Immune checkpoint inhibitors have become important tools for managing NSCLC, can the analysis identify individuals with malignancies?
Reported in Journal of Molecular DiagnosticsThe analysis of small non-fixed tissue samples, assembled using minimally invasive bronchoscopy, immune control site inhibitors, can identify individuals with malignancy and give expression levels of PD-L1.
The tools to fight cancer
Immune control site inhibitors, such as the anti-PD-1 antibody pembrolizumab, have become important agents for the management of non-small cell lung cancer (NSCLC).
Determining the level of programmed death ligand 1 (PD-L1), expressed by a tumor, can help clinicians determine how the patient should be treated.
The report describes a new and fast approach to quantifying the expression levels of PD-L1 in tumors, which requires only small amounts of tissue that can be harvested using minimally invasive bronchoscopic techniques.
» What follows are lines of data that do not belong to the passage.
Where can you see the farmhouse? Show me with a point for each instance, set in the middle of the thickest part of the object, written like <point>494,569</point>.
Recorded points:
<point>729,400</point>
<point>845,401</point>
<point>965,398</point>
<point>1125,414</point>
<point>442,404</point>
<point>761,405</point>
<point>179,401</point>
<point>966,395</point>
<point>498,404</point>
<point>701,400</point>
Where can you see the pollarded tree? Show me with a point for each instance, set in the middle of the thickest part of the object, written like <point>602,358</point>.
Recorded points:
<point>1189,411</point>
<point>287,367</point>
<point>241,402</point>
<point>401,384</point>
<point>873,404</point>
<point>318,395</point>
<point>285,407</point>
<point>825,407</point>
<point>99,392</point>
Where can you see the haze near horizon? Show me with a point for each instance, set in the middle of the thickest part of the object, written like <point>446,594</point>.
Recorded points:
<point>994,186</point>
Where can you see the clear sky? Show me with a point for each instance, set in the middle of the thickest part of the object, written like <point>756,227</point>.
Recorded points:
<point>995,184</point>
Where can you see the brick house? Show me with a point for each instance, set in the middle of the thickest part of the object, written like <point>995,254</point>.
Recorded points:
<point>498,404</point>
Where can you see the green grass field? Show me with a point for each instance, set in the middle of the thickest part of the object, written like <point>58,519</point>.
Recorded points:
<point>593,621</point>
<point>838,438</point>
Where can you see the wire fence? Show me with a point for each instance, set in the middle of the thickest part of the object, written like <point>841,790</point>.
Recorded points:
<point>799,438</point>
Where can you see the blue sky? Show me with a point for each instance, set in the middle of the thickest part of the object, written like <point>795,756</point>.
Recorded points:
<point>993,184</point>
This approach can also be used to distinguish malignant from benign tumors and identify mutational status, all of which can direct and improve therapeutic solutions.
Dr. Stephen Bozinovski from the School of Health and Biomedical Sciences, RMIT, Australia, explains: "The emergence of screening lung cancer studies will lead to greater demand for the molecular nature of suspected pulmonary nodules.
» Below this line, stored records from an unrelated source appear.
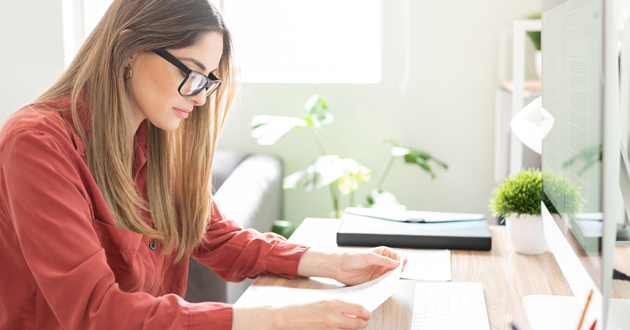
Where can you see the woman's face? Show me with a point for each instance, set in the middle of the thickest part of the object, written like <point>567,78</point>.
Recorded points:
<point>154,82</point>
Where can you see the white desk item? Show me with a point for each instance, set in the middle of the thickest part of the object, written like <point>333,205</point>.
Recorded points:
<point>402,215</point>
<point>369,294</point>
<point>459,305</point>
<point>427,265</point>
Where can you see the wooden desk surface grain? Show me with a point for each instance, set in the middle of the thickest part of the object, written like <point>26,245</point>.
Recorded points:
<point>506,276</point>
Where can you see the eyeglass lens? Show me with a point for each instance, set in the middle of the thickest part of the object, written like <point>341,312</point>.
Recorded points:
<point>195,83</point>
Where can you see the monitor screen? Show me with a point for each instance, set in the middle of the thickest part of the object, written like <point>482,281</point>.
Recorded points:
<point>572,90</point>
"This test has the potential to save considerable time and money to identify patients who are most likely to benefit from control point inhibitors such as pembrolizumab."
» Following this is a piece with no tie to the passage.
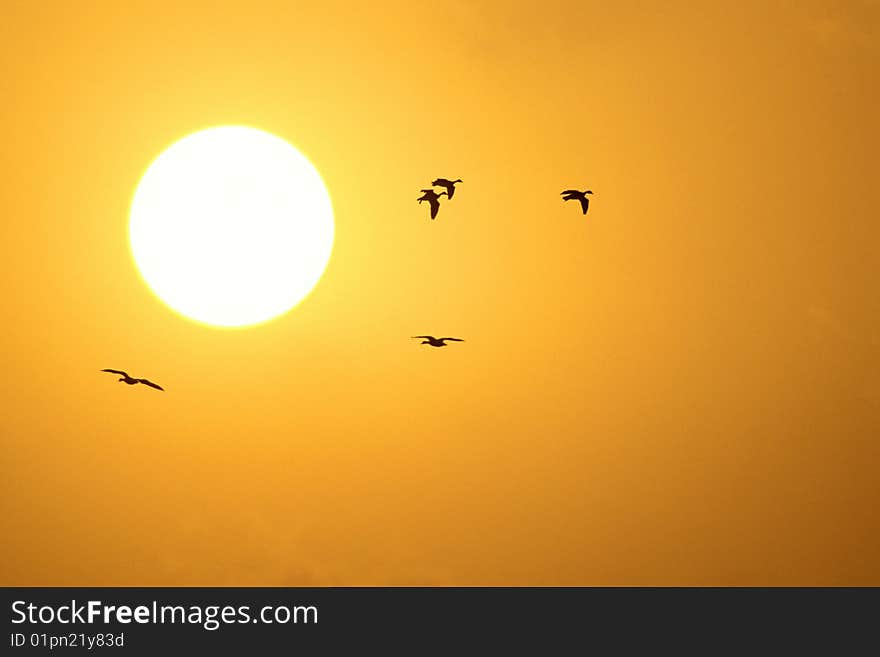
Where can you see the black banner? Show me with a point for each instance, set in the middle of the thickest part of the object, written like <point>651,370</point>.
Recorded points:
<point>418,620</point>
Is it possible for the immune control site inhibitors to be the new rationalized approach?
The paper describes a new rationalized approach for the complex molecular profile of bronchial specimens thought to be NSCLC. When collecting a bronchoscopic specimen by brush or EBON with a biopsy, a small amount of tissue is placed directly into the stabilizing nucleic acid buffer after a rapid on-site assessment of malignancy.
RNA and DNA were isolated from the sample and quantitative determination of the expression of matrix metalloproteinase-9 (MMP-9) and its endogenous inhibitor (TIMP3) was performed.
The test itself can be performed very quickly, so the diagnosis of malignancy and PD-L1 status can be determined within hours of collection. The test and evaluation can be easily automated to eliminate the variability of the test.
"In this study, we demonstrate for the first time that the MMP-9: TIMP3 ratio can accurately differentiate malignant from non-malignant tissue samples without the need to fix tissue for histological evaluation," adds Bozhinovski.
In one case, the MMP9: TIMP3 ratio was increased more than 300 times, whereas cytology was normal. Nine months later, repeat cytology confirms that the tumor is really malignant.
The assay selects patients with immune control site inhibitors
The assay also quantifies the levels of the PD-L1 transcript, which may have an important impact on the clinical management of NSCLC. Pembrolizumab has FDA approval for the front-line treatment of patients with advanced NSCLC whose tumors have 50% or more PD-L1 expression as determined by the SP263 immunohistochemical test. Patients with lower levels of PD-L1 expression are more likely to benefit from a combination of pembrolizumab and chemotherapy.
The study demonstrated a strong positive relationship between PD-L1 transcript levels measured by the new analysis and FDA-approved SP263 immunohistochemistry.
According to the researchers, enough genomic DNA from the same specimen should be available to allow several panels a purposefully next-generation sequence to evaluate the overall mutational burden of the tumor.
It is important that this is possible because the tissue is unfixed, maintaining the integrity of DNA and RNA. In this report, mutations were found in most of the EBUS tumor specimens, including TP53 gene mutations found in 10 of 15 NSCLC samples. Such information may further enhance the patient's selection for a particular treatment regimen.
The test offers additional benefits, including fast run time and automated analysis.
Bozhinovski concludes: "We believe our test should significantly improve the diagnostic utility of bronchoscopic EBUS samples for molecular examination of patients with lung cancer."